Very few of the people who leave school at 16 end up as millionaires thanks to their own entrepreneurship. They end up on the dole, living off the benefits which Tories despise. If they get jobs they’ll be low-paid ones.
The Tories are sticking to their tedious line of thinking the bottom rung of society should be left to drift. They then complain when they do just that. A lot of kids need another two years of schooling or training, even if they don’t know it. They shouldn’t be expected to learn geology, Latin or maths for another two years. But training them to do something useful, and give them the skills needed for a career can only be a good thing, especially if we’re so keen to get people off benefits.
November 20, 2006
How not to stop bullying
I’m normally a fan of Alan Johnson, the Education Secretary. But I can’t even stifle a laugh at his ridiculous suggestion today of fining the parents of school bullies up to £1,000.

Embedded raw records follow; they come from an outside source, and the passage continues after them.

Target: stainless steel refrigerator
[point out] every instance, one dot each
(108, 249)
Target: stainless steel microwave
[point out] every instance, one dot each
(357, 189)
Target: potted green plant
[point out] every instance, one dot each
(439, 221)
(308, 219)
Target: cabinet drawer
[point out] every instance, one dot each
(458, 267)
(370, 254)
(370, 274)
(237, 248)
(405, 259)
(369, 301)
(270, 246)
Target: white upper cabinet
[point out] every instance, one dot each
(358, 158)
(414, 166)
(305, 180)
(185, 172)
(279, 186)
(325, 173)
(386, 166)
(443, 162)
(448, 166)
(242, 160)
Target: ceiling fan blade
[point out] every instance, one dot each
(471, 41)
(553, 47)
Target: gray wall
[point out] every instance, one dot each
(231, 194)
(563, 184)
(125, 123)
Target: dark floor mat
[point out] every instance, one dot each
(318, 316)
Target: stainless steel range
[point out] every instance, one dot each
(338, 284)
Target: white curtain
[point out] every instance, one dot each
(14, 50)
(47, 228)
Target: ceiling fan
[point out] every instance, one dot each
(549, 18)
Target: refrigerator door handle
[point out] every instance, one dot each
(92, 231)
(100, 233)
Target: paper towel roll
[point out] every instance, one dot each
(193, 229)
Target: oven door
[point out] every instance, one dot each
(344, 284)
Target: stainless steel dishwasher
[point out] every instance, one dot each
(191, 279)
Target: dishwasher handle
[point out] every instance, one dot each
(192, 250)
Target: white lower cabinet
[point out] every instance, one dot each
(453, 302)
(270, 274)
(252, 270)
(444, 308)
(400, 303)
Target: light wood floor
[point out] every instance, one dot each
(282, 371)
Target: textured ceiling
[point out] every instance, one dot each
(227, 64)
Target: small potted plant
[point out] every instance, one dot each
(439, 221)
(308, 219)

The government seem to have a fascination with fining people for things, to the extent that you think it must all have been dreamt up by Gordon Brown in a bid to make more money.
But if there’s one way not to stop bullying, it’s by hitting people in the pocket. For one thing, it’s displacing the blame onto parents when the immediate issue is with their child. But it also breeds the idea that you can get away with bullying someone as long as you’re willing to stump up £1,000 afterwards.
A much better idea would be for community service for under-18s. Or to run courses for trouble-makers during school holidays.